Kgosidialwa Oratile, Agha Amar
Academic Department of Endocrinology, Beaumont Hospital, Beaumont Road, Dublin 9, Ireland.
Ir J Med Sci. 2019 Nov;188(4):1201-1206. doi: 10.1007/s11845-019-02007-6. Epub 2019 Apr 1.

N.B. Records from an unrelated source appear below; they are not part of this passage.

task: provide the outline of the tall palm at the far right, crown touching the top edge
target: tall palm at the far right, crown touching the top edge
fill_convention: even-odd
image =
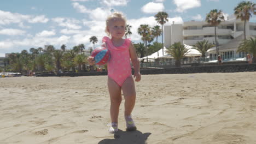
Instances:
[[[249,1],[242,1],[235,7],[234,11],[236,19],[244,21],[243,34],[245,35],[246,39],[246,21],[250,20],[252,13],[256,15],[256,4]]]

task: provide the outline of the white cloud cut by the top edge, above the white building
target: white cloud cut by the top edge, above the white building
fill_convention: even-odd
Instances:
[[[183,12],[184,10],[201,7],[200,0],[173,0],[174,4],[177,5],[177,11]]]

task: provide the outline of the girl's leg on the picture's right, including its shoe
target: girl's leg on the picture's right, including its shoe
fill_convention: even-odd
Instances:
[[[128,77],[123,83],[122,90],[125,98],[125,120],[127,131],[136,130],[135,123],[131,118],[131,113],[133,107],[135,105],[136,100],[136,91],[135,91],[135,83],[133,81],[132,76]]]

Post-traumatic hypopituitarism (PTHP) is an important and relatively common complication of TBI (traumatic brain injury). A number of studies have shown that this clinical phenomenon can occur soon after TBI (acute) or later in the chronic phase. Patients with moderate to severe TBI are at a particular risk of developing PTHP. In the acute setting, it is important to monitor patients for hypoadrenalism as this confers a high risk for morbidity and even mortality. The gonadotrophin, growth hormone and TSH deficiencies are better defined in the chronic phase. Untreated PTHP can lead to delayed recovery, impaired rehabilitation and persistent neuropsychiatric symptoms. This review will discuss the frequency and natural history of PTHP and its clinical implications and propose a pathway for investigation and management of this still under-recognised entity.
创伤后垂体功能减退(PTHP)是创伤性脑损伤(TBI)的一种重要且相对常见的并发症。多项研究表明,这种临床现象可在TBI后不久(急性期)或在慢性期后期出现。中重度TBI患者发生PTHP的风险尤其高。在急性期,监测患者是否存在肾上腺皮质功能减退很重要,因为这会带来较高的发病甚至死亡风险。促性腺激素、生长激素和促甲状腺激素缺乏在慢性期更容易明确。未经治疗的PTHP可导致恢复延迟、康复受损和持续的神经精神症状。本综述将讨论PTHP的发生率、自然病程及其临床意义,并提出对这一仍未得到充分认识的病症进行调查和管理的途径。